O que os pesquisadores descobriram é que as secas globais não só estão mais frequentes, mas também estão se tornando mais intensas e prolongadas. Segundo o hidrólogo Matthew Rodell, um dos autores do estudo e hidrólogo do Centro de Voo Espacial Goddard da NASA em Greenbelt, Maryland, “13 das 30 secas mais intensas do mundo observadas pelo GRACE ocorreram desde janeiro de 2015”.
Esses eventos tiveram um impacto devastador em várias regiões do planeta, incluindo Brasil, centro da África, partes da Ásia e América do Norte. Além disso, a situação tem piorado com o tempo, com cada seca causando um esgotamento mais profundo das reservas de água.
O relatório também destaca que a diminuição da água doce começou a se intensificar com a seca no Brasil e rapidamente se espalhou para outras regiões, como América do Sul, Europa e África. Os cientistas não só suspeitam que o aquecimento global está contribuindo para a crise da água, mas também enfatizam que as políticas de gestão da água não têm sido eficazes o suficiente para mitigar esse fenômeno.

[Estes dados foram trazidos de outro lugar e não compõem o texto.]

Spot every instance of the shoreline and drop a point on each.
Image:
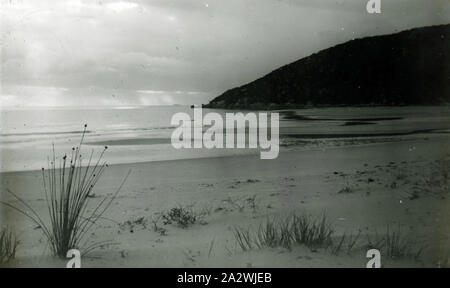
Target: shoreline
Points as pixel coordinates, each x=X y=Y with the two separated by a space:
x=297 y=181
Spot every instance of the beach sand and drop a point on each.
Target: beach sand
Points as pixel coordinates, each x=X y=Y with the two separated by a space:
x=398 y=184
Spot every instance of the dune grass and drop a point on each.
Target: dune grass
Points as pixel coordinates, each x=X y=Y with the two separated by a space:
x=8 y=245
x=68 y=184
x=286 y=232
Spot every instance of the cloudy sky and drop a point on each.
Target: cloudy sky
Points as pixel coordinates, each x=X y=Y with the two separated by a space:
x=157 y=52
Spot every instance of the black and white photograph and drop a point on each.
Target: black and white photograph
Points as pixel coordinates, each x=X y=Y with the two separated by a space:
x=225 y=134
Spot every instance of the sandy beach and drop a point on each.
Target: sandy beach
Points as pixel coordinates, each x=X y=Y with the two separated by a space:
x=363 y=188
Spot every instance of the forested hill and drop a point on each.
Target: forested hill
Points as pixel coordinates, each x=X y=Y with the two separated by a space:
x=407 y=68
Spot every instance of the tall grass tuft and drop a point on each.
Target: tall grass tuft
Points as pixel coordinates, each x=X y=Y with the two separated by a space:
x=8 y=245
x=68 y=188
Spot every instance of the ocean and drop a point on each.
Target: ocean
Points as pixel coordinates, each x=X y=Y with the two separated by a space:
x=141 y=134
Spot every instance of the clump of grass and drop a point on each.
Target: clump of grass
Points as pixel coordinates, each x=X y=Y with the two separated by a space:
x=68 y=186
x=294 y=229
x=8 y=245
x=182 y=216
x=312 y=232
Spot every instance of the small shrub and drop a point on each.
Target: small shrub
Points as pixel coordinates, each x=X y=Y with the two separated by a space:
x=303 y=230
x=182 y=216
x=8 y=245
x=68 y=189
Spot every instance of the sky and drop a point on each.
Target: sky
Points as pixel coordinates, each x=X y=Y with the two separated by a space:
x=164 y=52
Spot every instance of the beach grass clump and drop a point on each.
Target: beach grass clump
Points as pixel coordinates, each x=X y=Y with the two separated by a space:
x=68 y=184
x=286 y=232
x=182 y=216
x=8 y=245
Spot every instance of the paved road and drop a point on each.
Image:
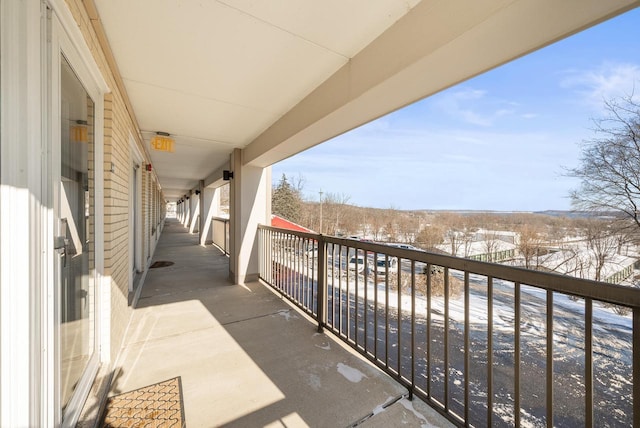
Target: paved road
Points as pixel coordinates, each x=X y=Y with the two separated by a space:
x=612 y=353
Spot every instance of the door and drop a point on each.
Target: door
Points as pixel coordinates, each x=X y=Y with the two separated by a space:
x=76 y=116
x=75 y=237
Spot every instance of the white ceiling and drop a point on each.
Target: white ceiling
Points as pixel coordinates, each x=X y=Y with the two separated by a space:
x=216 y=74
x=274 y=77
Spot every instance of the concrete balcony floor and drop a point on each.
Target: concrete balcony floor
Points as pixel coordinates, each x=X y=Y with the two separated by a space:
x=245 y=356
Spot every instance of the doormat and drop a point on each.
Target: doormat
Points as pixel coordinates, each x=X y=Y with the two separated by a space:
x=160 y=264
x=158 y=405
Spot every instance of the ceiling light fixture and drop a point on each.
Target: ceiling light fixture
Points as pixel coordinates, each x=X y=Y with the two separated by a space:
x=163 y=142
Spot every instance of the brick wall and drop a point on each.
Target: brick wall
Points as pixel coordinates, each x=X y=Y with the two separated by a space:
x=119 y=126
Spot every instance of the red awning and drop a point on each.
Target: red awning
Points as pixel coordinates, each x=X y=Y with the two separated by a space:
x=277 y=221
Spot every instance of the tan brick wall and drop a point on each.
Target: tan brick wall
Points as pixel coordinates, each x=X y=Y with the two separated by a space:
x=119 y=125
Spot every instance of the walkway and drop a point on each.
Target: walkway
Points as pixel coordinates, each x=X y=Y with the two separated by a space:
x=246 y=358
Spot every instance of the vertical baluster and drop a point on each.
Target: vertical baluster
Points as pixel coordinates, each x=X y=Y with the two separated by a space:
x=355 y=302
x=636 y=367
x=348 y=297
x=549 y=358
x=428 y=338
x=375 y=307
x=516 y=356
x=386 y=317
x=467 y=356
x=446 y=339
x=340 y=289
x=588 y=362
x=413 y=327
x=489 y=351
x=399 y=330
x=365 y=307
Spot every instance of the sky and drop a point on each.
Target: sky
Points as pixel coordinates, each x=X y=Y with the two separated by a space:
x=501 y=141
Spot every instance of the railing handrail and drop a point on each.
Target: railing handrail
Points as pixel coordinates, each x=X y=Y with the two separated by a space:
x=584 y=288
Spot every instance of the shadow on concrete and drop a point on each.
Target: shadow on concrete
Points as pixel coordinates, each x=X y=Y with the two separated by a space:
x=246 y=356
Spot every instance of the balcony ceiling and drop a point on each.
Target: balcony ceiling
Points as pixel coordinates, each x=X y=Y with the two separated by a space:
x=276 y=77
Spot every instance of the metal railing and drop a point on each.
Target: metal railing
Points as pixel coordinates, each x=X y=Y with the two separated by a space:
x=484 y=344
x=220 y=233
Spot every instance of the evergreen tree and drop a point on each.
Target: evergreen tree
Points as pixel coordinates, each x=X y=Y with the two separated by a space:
x=286 y=201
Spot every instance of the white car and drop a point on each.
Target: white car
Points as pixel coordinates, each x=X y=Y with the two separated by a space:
x=386 y=264
x=356 y=263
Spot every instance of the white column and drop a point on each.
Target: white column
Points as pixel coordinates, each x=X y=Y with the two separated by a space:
x=25 y=248
x=209 y=208
x=250 y=206
x=195 y=212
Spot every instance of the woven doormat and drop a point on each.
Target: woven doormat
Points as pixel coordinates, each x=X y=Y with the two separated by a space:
x=158 y=405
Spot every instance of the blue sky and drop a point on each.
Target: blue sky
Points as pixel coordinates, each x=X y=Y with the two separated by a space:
x=499 y=141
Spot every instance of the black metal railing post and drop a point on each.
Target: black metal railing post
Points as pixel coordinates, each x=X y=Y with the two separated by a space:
x=321 y=295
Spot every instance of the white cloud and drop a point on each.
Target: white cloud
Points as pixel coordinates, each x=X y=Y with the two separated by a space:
x=474 y=107
x=606 y=82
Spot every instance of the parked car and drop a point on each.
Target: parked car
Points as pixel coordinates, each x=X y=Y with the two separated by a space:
x=356 y=263
x=386 y=264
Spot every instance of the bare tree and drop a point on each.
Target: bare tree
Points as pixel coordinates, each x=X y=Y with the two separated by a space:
x=430 y=236
x=490 y=244
x=602 y=244
x=530 y=245
x=609 y=169
x=334 y=207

Um futuro incerto para a água doce
O desafio é enorme, mas os cientistas acreditam que é possível reverter, ao menos parcialmente, essa tendência, se forem tomadas medidas adequadas. Em primeiro lugar, a gestão sustentável dos recursos hídricos é crucial. O investimento em tecnologias de economia e conservação de água, a melhoria da infraestrutura de irrigação e a implementação de políticas de uso racional da água poderiam aliviar a pressão sobre os aquíferos subterrâneos.
Além disso, os esforços para mitigar as mudanças climáticas, como a redução das emissões de gases de efeito estufa, são fundamentais para frear a aceleração da evaporação da água e a alteração dos padrões meteorológicos. De acordo com o relatório da ONU sobre o estresse hídrico de 2024, a cooperação internacional é essencial para enfrentar esse problema global, pois muitas regiões do mundo dependem de fontes de água compartilhadas, o que exige acordos e regulamentos que promovam o uso equitativo e sustentável dos recursos hídricos.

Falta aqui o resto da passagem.